Montessori Prepared Environment And Subjects-Part 2


Sensorial: Building Imagination with the Real


A child interacts with the physical world through her senses. From birth, she will look, listen, touch, taste, pick up, manipulate, and smell almost anything. At first, everything goes into the mouth, but gradually the child begins to explore each object’s weight, texture, and temperature.


The sensorial curriculum is designed to help the child focus her attention more carefully on the physical world, exploring with each of her senses the subtle variations in the properties of objects. Through sight, touch, sound, taste, and smell, the sensorial materials “throw a spotlight” on reality. For example, the concepts of length and shortness are derived from the red rods of varying lengths. Language is clarified and vocabulary is sharpened. Because these rods are rendered in unit lengths from one to ten, they also provide a basis for mathematical gradation.

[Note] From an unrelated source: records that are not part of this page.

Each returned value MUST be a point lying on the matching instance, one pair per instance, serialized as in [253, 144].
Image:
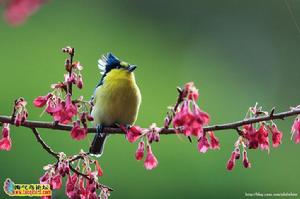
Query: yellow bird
[116, 98]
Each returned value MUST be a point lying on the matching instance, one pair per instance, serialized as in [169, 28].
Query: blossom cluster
[258, 136]
[19, 116]
[189, 119]
[59, 103]
[82, 183]
[146, 137]
[17, 11]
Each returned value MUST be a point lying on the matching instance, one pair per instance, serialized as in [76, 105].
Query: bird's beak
[131, 68]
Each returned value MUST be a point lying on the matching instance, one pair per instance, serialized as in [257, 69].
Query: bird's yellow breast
[117, 100]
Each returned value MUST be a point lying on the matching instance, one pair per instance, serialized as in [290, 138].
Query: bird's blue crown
[108, 62]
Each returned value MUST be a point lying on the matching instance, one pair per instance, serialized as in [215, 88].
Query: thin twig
[88, 178]
[44, 145]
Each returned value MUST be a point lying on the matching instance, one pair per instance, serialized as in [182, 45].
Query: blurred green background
[236, 52]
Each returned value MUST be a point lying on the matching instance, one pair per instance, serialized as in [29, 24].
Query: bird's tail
[98, 144]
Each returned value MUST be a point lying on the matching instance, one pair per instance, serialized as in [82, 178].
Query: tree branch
[232, 125]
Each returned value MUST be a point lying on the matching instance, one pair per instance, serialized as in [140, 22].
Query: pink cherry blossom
[246, 162]
[276, 136]
[79, 82]
[78, 133]
[214, 141]
[133, 133]
[203, 144]
[99, 169]
[70, 108]
[231, 161]
[139, 154]
[150, 161]
[5, 141]
[190, 91]
[251, 135]
[296, 130]
[263, 139]
[190, 120]
[56, 182]
[41, 100]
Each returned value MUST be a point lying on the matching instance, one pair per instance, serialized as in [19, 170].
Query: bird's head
[111, 64]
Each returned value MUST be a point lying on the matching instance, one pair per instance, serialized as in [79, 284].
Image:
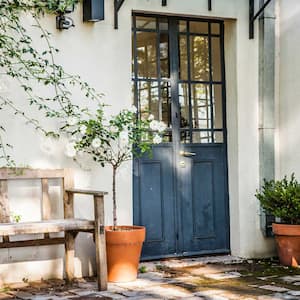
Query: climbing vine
[31, 68]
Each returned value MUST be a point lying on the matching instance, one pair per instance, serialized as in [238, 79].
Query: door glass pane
[199, 27]
[202, 137]
[185, 137]
[148, 99]
[164, 55]
[183, 57]
[218, 109]
[145, 23]
[218, 137]
[182, 26]
[201, 106]
[184, 105]
[163, 24]
[146, 54]
[166, 110]
[215, 28]
[166, 103]
[199, 55]
[216, 59]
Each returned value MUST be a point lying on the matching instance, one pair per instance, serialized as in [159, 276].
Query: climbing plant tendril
[29, 68]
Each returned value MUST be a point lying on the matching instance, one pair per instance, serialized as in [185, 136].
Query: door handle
[187, 154]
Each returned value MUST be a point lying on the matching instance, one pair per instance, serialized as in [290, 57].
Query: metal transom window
[178, 76]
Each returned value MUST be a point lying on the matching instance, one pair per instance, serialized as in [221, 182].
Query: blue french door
[180, 191]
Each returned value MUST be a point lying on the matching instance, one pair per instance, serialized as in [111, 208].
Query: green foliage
[143, 269]
[282, 199]
[33, 69]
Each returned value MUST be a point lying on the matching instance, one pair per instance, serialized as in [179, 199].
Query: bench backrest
[6, 174]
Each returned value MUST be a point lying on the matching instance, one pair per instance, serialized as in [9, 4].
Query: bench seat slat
[47, 226]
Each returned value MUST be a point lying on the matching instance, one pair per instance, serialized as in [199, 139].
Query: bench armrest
[86, 192]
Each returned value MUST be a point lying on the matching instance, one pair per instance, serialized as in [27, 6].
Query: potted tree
[282, 199]
[114, 140]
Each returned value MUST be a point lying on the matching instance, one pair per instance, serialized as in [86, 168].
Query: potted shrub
[282, 199]
[114, 140]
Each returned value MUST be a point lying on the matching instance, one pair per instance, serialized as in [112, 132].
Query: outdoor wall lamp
[93, 10]
[63, 22]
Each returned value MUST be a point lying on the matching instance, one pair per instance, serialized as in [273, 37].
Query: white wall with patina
[289, 88]
[102, 56]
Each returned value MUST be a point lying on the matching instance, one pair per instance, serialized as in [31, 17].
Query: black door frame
[174, 81]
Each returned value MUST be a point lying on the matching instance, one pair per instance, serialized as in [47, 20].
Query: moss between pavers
[243, 287]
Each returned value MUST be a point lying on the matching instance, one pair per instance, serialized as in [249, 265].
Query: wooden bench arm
[86, 192]
[101, 263]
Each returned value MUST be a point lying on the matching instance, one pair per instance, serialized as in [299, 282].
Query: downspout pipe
[267, 103]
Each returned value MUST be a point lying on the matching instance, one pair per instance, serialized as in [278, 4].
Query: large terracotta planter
[123, 248]
[288, 243]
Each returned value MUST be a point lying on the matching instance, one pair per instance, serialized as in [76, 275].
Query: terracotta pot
[288, 243]
[123, 248]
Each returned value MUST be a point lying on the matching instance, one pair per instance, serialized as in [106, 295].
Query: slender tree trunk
[114, 197]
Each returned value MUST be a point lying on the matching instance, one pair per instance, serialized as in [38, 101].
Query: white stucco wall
[102, 56]
[289, 88]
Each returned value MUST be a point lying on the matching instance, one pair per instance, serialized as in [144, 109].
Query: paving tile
[223, 276]
[111, 295]
[5, 296]
[285, 296]
[274, 288]
[21, 295]
[267, 277]
[168, 293]
[293, 293]
[81, 292]
[290, 279]
[268, 297]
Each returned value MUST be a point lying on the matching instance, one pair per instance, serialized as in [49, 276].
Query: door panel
[204, 200]
[180, 192]
[154, 205]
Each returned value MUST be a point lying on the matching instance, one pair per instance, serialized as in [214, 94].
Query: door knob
[185, 153]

Roughness and smoothness are experienced by touching rough sandpaper and smooth
polished wood. Later, these lessons are repeated with the sandpaper globe, helping the
child to distinguish between land (sandpaper) and water (smoothness). Sensorial materials are used for clarification of large, small, heavy, thick, think, loud, soft, high, low, hot, cold, colors, tastes, smells, and for plane and solid geometric forms. Typical sensorial materials include: the pink tower, the broad stair, the red rods, the knobbed cylinders, the knobless cylinders, the Baric tablets, the smelling bottles, the geometry cabinet, the geometric solids, and binomial and trinomial cubes. The sensorial material is really a key to the world and is the basis for abstraction.
“Imagination can have only a sensorial basis.
The sensory education which prepares for accurate perception of all different details
in the quality of things is the foundation of all observation.
This helps us to collect from the external world the material world for the imagination.”
~ Maria Montessori


Mathematics: Materializing the Abstract

The Montessori approach to math is special for many reasons. All operations emerge from the concrete manipulation of “materialized abstractions” such as rods, beads, spindles, cubes, cards, counters, etc. The children do not merely learn to count, they are also able to visualize the whole structure of our numeration system and to perform the operations of addition, subtraction, multiplication, and division with an overview in mind.

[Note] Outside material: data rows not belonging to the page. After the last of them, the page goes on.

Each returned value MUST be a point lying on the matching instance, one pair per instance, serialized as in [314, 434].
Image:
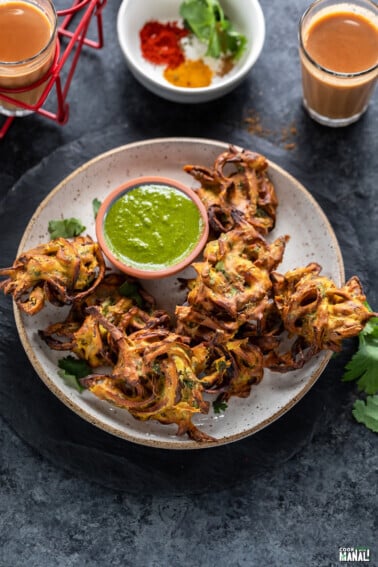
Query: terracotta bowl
[118, 260]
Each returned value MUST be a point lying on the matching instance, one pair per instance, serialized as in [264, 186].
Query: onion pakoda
[244, 191]
[232, 286]
[81, 332]
[153, 378]
[317, 313]
[59, 272]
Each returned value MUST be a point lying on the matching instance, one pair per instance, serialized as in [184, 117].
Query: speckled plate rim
[184, 443]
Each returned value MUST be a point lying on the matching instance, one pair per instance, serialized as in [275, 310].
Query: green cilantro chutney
[152, 226]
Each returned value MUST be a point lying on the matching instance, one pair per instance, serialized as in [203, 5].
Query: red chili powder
[160, 43]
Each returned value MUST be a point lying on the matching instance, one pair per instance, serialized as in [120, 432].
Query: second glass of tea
[338, 45]
[28, 32]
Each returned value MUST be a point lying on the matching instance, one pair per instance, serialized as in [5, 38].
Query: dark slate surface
[72, 495]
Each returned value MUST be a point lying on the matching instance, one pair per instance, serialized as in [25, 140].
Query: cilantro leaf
[65, 228]
[72, 369]
[367, 413]
[363, 365]
[96, 204]
[207, 21]
[219, 406]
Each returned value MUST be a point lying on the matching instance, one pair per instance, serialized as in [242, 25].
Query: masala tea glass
[28, 43]
[338, 48]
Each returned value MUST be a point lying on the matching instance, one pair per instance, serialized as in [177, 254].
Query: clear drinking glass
[40, 20]
[336, 92]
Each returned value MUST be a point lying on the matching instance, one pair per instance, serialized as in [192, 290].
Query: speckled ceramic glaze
[311, 239]
[133, 14]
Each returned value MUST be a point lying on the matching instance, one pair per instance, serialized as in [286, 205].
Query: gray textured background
[70, 495]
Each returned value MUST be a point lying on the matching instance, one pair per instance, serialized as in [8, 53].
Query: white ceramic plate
[312, 239]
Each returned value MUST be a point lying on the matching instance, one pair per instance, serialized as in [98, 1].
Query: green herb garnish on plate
[65, 228]
[207, 21]
[72, 369]
[363, 367]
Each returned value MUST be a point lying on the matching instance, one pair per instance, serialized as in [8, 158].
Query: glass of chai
[28, 42]
[338, 47]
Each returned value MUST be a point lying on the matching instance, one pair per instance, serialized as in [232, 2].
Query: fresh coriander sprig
[363, 367]
[207, 21]
[65, 228]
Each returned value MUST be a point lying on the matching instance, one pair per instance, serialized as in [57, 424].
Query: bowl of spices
[191, 50]
[152, 227]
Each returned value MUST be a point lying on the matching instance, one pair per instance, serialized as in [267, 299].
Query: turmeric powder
[191, 74]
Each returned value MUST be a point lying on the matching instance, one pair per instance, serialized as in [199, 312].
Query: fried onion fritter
[246, 189]
[317, 313]
[153, 378]
[59, 272]
[233, 284]
[81, 332]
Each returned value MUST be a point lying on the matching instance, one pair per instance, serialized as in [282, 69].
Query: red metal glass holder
[75, 36]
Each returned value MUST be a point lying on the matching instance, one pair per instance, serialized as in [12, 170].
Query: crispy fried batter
[245, 190]
[59, 271]
[81, 333]
[240, 318]
[232, 286]
[317, 313]
[153, 378]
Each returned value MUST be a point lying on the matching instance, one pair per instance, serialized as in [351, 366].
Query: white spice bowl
[246, 16]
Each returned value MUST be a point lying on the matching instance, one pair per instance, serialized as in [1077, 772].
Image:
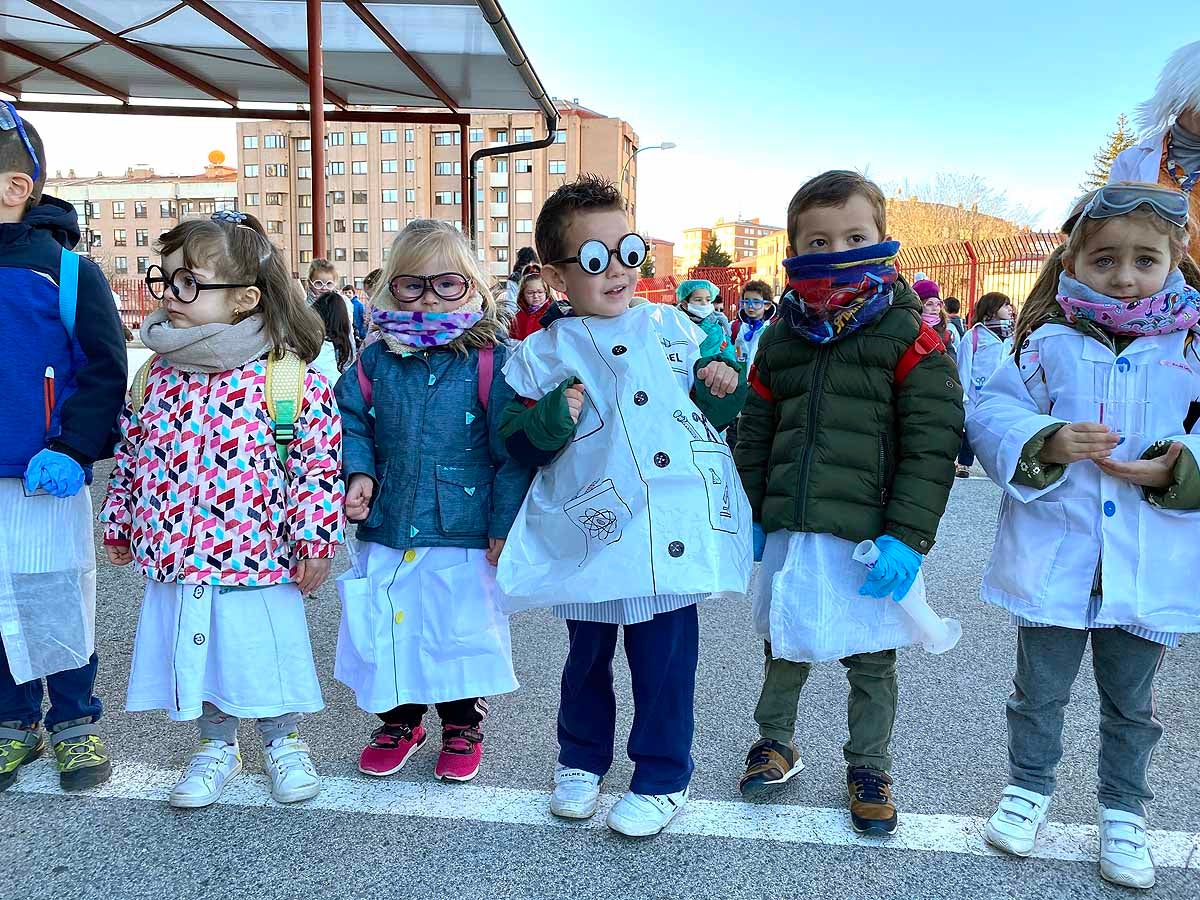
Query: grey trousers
[1048, 661]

Children are also presented with the possibilities of fact memorization at a young age where combinations like 3 + 2 = offer a real fascination, at age four. If this sensitive period is missed, rote drill will be necessary later on. Materials are sequenced so that conditions for mathematical discovery will always occur.

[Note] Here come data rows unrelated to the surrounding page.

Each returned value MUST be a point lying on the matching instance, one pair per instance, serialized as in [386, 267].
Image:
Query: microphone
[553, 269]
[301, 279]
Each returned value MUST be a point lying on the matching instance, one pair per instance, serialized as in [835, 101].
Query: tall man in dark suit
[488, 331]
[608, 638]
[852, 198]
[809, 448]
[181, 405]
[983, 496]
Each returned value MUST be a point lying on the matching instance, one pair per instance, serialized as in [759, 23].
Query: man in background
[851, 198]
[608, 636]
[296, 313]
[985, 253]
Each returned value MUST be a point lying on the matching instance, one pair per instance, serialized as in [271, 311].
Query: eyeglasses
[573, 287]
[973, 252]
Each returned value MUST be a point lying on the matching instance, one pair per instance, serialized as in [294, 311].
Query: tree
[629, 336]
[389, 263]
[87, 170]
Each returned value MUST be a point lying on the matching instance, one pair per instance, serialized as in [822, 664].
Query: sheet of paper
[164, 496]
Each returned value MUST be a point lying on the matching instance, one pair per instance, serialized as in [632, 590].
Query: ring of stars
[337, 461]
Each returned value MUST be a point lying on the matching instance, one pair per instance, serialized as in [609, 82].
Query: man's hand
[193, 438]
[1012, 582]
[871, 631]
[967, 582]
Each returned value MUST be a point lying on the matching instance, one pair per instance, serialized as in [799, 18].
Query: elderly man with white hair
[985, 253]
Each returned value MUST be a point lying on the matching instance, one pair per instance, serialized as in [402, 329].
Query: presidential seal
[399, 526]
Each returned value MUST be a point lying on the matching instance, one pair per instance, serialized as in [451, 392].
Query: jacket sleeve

Problem solving and formulae once contributed by the teacher’s directive are materialized in groups of objects which lead to independent learning. Children retain better, any information that they “figure out” on their own. Montessori math is based on the European tradition of “unified Math”, which has only recently been recognized by North American educators. The fundamentals of algebra, geometry, logic and statistics, along with the principles of arithmetic are introduced very early.

This study continues over the years, becoming increasingly complex and abstract. The calculations of area and volume, for example, involve algebra, geometry and arithmetic. Since these areas have never been arbitrarily separated, children are better able to analytically understand the process involved. Elementary Montessori students are continuously given the opportunity to apply mathematical concepts in various projects and activities. Early math activities involve use of the following materials: red and blue rods, spindle boxes, number cards and counters, and golden beads.


Reading and Writing: Pathways to Culture

Reading and writing are the keys which can uncover, conserve, and synthesize knowledge.
The preschool children are immersed in the dynamics of their own language development.
Using simple alphabet cut-outs and sandpaper letters, young children are able to effortlessly link sounds, symbols, their shapes, and their written formation.

As the children improve their reading of words, they want to know more names of things. The classroom is filled with pictures, labels, puzzles bearing the names of animals, plants, geometric figures, countries, and land forms for example. From the very beginning, reading and writing are tied to culture. The mastery of skills is propelled by interest and love of the environment. By placing young children in classes where older students are already reading, there is a natural lure to “do what the big kids are doing”.

Children learn by touching and manipulating sandpaper letters, by using a movable alphabet to reinforce phonetic sounds with graphic symbols, and by combining letters to form words with metal inserts. Children are first taught the functions of grammar and sentence structure as young as five or six years, just as they are first learning to put words together to express themselves. Doing so this early develops an innate ability for the child to express himself well and correctly in written form. Montessori created a set of symbols to represent each part of speech. These symbols enable children to label sentences easily and at an age where it is fun, rather than a chore to do so.

The teacher's task is no small or easy one! He has to prepare a huge amount of knowledge to satisfy the child's mental hunger, and he is not, like the ordinary teacher, limited by a syllabus.